Marlon recalled how he was once called for an interview for an office job. He was so excited and pre-empted getting the job. He bought the whitest shirt and reddest tie, but unfortunately he wasn’t successful.

But he did not let this experience get him down. He later enrolled at the University of Cape Peninsula to study IT. Life was not smooth sailing at university; he failed dismally in his first year, but his grades improved as time went on.

By the time he was in his third year, he was asked to be a lecturer at the university and was finally able to wear his white shirt and red tie.

He said:

“Sometimes a challenge is not there to break you but to define you.”

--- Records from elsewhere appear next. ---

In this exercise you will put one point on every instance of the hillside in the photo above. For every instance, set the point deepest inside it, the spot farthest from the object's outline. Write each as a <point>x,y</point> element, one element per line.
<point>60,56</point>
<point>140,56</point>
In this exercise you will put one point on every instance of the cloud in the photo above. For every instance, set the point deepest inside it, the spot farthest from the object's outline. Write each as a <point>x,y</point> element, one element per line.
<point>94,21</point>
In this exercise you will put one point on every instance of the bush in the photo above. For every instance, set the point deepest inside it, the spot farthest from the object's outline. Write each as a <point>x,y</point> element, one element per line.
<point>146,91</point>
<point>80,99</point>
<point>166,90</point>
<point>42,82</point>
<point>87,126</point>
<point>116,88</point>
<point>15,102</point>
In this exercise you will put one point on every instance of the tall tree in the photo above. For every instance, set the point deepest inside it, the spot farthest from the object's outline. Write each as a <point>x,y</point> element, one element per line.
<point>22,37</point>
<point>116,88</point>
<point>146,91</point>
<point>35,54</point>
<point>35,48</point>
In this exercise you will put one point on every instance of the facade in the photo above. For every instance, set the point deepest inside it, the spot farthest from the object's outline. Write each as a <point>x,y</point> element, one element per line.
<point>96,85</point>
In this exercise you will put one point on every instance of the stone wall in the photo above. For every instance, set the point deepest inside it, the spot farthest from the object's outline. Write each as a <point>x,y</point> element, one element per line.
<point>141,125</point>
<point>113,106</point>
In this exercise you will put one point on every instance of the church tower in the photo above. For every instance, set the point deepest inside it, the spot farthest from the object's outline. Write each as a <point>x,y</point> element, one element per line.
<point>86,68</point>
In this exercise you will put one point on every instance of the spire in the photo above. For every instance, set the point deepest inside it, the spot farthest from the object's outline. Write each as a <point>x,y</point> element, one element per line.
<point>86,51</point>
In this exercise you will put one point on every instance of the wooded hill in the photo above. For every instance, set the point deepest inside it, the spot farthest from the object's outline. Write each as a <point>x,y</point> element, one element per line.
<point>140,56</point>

Today Marlon runs RLabs in a marginalised community known as Bridgetown in Cape Town. He creates systems and environments where young people’s lives can be changed through hope, technology, innovation, training and economic opportunities. RLabs has impacted the lives of more than 100,000 community members in Cape Town and plans to launch a fund to help 100 township entrepreneurs in a few weeks.

Marlon’s mission in life is to make hope contagious. He started the non-profit organisation because he believed hope has to be shared and that hope that is not shared is not hope.

He said:

“I wanted to build a legacy. I realised that people don’t remember those who have great careers but those who leave a legacy.”

Marlon encouraged the audience to unleash the hope within them and be extraordinary.